The Breastfeeding versus Formula Feeding war is heating up once again. Time Magazine published an article about the connection between Mitt Romney and Formula. Basically, it was a look at why Massachusetts has enacted a ban on free formula samples in all their hospitals six years after Romney overturned the first go at this ban. Peggy O’Mara, editor in chief of Mothering magazine, was quoted in the article in support of the ban (you can read her whole critique titled “Choice is a Red Herring” here):
“It is naïve to believe that the formula industry’s distribution of formula to you is an innocent gift. A “gift” of formula is like a “gift” of a pack of cigarettes when you’re trying to quit smoking; it will undermine your resolve. The formula company has bought your name and address from the hospital, without your knowledge, and will now solicit you for sales. Do you really want this commercial intrusion into your life?”
Excuse me? How on earth did she come up with THAT???
I have several issues with this view. First of all the comparison between a nourishing substance that helps children grow and develop and a toxic, cancer-causing stick of tobacco makes me really angry. There are still no studies showing that there is any REAL advantage that can be attributed to breast fed children over ones who were formula fed. To call formula poisonous is just a ludicrous statement and makes the Lactivists (breast feeding advocates) seem overzealous at best, crazy at worst. It also doesn’t help to bolster their argument that breast is best. If they really want to encourage breast feeding, they should show the positive aspects of the practice, they don’t need to trash and demonize formula.
Lactivists are adamant that our society pressures women to formula feed. I find the exact opposite is true. Everywhere I turn, someone is telling me how horrible formula is for children, how much better breastfeeding is for both mother and child and how horrible mothers who formula feed are to their kids. I was pressured to breastfeed in the hospital with both girls. I literally had a minimum of 5 different nurses and lactation consultants come to (what felt like) harass me to try to get me to breastfeed. I was made to feel bad about the route I had chosen.
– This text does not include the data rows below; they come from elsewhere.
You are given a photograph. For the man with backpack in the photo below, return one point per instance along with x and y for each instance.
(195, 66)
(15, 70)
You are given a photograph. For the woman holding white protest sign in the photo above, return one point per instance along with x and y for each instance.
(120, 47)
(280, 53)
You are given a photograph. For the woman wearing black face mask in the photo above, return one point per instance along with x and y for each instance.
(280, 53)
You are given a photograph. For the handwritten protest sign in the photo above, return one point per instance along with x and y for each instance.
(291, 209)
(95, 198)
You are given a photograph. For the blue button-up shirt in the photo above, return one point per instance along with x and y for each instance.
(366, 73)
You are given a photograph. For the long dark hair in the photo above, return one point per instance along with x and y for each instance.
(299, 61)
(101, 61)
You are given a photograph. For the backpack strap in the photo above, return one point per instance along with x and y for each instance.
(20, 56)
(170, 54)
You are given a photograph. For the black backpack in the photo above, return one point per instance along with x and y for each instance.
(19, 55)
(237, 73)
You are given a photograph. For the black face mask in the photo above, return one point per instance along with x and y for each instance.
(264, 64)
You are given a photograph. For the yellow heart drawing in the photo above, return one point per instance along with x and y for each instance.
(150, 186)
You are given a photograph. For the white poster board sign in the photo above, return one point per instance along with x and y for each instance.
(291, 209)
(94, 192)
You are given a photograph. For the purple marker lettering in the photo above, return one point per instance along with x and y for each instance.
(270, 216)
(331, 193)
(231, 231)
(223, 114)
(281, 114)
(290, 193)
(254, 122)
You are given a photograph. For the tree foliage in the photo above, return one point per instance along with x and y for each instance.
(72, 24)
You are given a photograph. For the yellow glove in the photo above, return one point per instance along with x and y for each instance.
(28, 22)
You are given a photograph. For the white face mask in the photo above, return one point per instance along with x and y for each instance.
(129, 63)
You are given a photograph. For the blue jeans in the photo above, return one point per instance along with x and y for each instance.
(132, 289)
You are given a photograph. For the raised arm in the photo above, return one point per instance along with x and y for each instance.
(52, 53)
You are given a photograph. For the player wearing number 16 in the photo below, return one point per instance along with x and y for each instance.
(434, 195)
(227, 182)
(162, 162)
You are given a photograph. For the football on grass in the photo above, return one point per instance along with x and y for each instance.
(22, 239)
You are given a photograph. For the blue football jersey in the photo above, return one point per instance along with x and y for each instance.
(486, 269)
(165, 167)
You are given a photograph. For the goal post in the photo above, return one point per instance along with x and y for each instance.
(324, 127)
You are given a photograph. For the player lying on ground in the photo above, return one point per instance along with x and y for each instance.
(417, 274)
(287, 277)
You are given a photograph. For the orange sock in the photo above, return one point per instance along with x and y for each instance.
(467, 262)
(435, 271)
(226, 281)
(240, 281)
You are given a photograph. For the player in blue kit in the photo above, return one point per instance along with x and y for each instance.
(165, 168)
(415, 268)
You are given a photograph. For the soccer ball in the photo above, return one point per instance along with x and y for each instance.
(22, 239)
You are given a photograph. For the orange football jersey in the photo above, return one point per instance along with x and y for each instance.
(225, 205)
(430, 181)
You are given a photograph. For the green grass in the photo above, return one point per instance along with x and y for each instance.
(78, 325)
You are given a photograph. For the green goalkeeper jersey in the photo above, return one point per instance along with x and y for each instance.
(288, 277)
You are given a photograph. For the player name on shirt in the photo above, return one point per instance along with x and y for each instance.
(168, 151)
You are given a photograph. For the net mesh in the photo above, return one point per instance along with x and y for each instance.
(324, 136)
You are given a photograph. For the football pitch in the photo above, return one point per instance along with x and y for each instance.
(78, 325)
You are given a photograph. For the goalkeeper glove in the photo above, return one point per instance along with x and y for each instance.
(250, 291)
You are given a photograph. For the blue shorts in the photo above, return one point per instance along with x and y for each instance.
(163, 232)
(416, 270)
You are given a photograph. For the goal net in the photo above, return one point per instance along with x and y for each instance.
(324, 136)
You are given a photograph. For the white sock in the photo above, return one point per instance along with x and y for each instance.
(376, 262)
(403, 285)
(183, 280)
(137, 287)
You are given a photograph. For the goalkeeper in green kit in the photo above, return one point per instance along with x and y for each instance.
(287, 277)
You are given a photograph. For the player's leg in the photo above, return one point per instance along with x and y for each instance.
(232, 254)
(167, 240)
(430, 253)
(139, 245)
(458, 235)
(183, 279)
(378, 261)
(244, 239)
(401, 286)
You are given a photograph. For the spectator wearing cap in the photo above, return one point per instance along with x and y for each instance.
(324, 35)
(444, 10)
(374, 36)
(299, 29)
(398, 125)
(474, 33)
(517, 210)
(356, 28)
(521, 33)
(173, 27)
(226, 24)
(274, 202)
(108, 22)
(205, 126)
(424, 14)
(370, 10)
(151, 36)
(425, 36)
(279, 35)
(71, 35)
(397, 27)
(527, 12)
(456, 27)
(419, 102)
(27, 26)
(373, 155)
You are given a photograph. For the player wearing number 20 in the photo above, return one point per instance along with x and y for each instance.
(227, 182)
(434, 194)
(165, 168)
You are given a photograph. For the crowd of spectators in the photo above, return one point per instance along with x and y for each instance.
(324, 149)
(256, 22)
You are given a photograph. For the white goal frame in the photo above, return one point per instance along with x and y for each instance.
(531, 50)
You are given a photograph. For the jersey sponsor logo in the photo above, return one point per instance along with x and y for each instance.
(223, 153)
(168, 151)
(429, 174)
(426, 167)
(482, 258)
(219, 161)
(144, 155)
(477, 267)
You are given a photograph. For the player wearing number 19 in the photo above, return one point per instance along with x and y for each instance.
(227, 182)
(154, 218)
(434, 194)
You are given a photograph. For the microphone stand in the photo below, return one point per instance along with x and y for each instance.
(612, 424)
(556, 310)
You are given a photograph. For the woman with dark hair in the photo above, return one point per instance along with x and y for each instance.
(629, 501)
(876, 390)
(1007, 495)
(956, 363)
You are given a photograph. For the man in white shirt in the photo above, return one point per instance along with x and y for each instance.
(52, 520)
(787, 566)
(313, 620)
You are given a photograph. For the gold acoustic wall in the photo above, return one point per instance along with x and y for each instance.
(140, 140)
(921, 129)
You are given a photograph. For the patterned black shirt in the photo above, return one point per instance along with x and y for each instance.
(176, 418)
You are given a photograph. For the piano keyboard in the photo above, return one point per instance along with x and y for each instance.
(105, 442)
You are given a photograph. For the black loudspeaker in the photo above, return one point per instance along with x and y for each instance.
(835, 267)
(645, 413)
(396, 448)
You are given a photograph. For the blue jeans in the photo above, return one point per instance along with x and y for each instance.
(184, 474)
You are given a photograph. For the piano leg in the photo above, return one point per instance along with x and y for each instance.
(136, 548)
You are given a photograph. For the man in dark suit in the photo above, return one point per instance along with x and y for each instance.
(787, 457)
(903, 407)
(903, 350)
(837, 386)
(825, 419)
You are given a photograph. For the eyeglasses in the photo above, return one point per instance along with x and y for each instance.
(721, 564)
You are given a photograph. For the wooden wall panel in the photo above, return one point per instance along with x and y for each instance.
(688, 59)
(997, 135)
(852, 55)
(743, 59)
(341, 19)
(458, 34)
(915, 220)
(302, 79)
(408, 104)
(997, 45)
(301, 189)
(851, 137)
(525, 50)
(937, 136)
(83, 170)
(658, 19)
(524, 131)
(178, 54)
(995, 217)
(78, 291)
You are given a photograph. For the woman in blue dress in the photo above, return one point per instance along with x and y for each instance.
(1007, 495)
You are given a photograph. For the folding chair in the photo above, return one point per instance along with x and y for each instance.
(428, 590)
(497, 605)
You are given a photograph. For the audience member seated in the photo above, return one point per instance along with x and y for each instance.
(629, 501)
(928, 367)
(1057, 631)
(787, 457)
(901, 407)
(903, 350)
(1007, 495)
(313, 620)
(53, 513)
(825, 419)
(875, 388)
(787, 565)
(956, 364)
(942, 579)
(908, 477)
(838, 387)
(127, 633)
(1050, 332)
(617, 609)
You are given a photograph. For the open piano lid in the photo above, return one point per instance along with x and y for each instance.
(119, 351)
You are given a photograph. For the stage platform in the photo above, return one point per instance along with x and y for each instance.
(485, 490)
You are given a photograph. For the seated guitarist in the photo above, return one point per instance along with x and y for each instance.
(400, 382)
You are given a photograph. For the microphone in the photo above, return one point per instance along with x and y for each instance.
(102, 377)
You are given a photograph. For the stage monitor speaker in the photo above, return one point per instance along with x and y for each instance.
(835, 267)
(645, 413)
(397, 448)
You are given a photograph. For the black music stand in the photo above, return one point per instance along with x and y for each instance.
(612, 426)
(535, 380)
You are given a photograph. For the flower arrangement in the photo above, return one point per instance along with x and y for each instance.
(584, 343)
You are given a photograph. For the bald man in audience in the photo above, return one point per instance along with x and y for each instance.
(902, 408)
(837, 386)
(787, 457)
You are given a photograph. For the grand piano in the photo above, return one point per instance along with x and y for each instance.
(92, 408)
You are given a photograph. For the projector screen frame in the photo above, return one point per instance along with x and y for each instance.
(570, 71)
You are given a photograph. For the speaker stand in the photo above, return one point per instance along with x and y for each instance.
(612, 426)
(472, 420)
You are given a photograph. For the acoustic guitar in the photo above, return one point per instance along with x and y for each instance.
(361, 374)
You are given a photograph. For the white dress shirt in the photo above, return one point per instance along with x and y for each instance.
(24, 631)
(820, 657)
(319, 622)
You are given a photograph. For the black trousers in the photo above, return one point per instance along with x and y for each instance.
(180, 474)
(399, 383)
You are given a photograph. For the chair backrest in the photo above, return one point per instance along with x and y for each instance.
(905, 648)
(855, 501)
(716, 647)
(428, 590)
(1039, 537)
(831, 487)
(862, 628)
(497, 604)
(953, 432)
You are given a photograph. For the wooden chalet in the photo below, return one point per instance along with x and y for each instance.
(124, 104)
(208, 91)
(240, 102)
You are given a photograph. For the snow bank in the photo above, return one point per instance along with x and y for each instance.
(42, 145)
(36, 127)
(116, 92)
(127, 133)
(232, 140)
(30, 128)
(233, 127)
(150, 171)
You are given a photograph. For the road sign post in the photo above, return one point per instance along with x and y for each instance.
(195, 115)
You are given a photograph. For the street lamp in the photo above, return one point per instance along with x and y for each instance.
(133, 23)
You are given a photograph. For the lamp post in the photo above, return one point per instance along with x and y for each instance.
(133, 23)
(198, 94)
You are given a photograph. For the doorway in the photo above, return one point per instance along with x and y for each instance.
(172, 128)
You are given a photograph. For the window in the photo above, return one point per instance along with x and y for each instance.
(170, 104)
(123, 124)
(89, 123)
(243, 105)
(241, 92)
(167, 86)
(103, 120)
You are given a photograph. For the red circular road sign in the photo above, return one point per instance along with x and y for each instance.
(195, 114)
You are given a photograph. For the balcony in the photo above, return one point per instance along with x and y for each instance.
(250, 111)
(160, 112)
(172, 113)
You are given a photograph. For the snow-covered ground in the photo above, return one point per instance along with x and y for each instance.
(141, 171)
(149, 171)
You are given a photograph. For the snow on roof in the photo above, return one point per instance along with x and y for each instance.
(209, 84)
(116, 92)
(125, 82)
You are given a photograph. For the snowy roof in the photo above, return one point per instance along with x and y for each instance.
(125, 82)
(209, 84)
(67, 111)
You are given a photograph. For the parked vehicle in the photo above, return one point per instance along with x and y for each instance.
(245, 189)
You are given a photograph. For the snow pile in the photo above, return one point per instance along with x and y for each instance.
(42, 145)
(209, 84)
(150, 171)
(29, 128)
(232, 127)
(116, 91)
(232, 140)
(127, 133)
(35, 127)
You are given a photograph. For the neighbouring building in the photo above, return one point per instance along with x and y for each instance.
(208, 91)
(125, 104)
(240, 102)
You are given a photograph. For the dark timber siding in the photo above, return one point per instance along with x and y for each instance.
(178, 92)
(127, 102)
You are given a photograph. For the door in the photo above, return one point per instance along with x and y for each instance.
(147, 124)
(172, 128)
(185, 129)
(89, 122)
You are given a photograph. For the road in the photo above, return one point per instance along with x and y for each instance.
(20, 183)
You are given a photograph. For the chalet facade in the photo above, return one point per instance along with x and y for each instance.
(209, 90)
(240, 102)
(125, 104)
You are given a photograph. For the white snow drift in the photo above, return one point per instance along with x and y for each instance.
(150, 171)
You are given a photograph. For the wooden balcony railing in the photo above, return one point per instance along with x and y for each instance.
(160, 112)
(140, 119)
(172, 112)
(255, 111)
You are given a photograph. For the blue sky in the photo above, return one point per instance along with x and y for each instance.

Is it me or did a myriad of pro-breastfeeding ads and campaigns just start popping up all over? The New York State Health Department, Michelle Obama and the USDA have all recently launched campaigns. Seems like our society is pushing “breast is best” NOT formula…
The first pediatrician I had with Bella kept pressuring me to breastfeed, too. Although I clearly stated that I was giving Bella formula, the doctor asked me each and every single time I came in how breastfeeding was going. After the fifth time I had to ask her to put it in the chart, I got too frustrated and changed to a different practice.
I don’t understand why people take this issue so personally. I don’t get why you care how I feed my child. Is it an affront to you? Are you affected IN ANY WAY by my not pulling out my boob to feed my kid? Does it not matter what is best for me and/or my family?
O’Mara and the merry band of Lactivists think we women should not be given a choice between breastfeeding and formula. Obviously, O’Mara thinks most women are too easily swayed and because of one free sample, will desert their plan to breastfeed. Give me a break. I have gotten hundreds of free samples in my life. They did not affect my life choices unless they were right for me. Are women that lacking in free will that they can’t think for themselves? Why do we need this ban?
The “marketing” of formula in hospitals is not overt in any way. First, most hospitals carry multiple brands of formula. For example, I gave birth at the same hospital for both girls. Bella took to Enfamil while Anya took to Similac. I did not go home with a random brand of formula that the hospital was pushing. I requested the type each girl liked. The nurses ASKED me whether I wanted the formula sample. They did not force it on me or make me feel like they were a sales rep from the manufacturer.
I gladly took as many samples as the nurses would give me. Formula is not cheap. I was grateful for the gift, as it meant that we had a few days’ worth of food for our baby. I don’t understand why these samples have to be banned. A woman who chooses to breastfeed and hates formula because she thinks it may kill her child can just say no thank you. Take it or leave it. No one is holding a gun to your head.
If you want to breastfeed – whether for one minute, one month, one year – you should be able to do as you wish without judgement. The same holds true for formula feeding parents. Live and let live. Let’s help women figure out what is right for them – whether it’s formula or the breast. Whether a woman is able or unable, willing or unwilling to breastfeed should not matter. We should help make the first few months of motherhood easier. Lactivists shouldn’t bully mothers who want to formula feed.
I hate that women feel guilty, ashamed and afraid – on both sides of this “discussion.” Let’s just support women and meet their needs and concerns no matter how they feed their children. Are you breastfeeding? Good for you. Are you formula feeding? Good for you. Are you mixing formula and breast milk? Good for you. For me, the more important question is, “Are your children nourished? Are they thriving?” That seems much more pertinent. If we took half the amount of energy we waste on these ridiculous feeding wars and put them into helping and supporting women in their choices, we would all be much better off.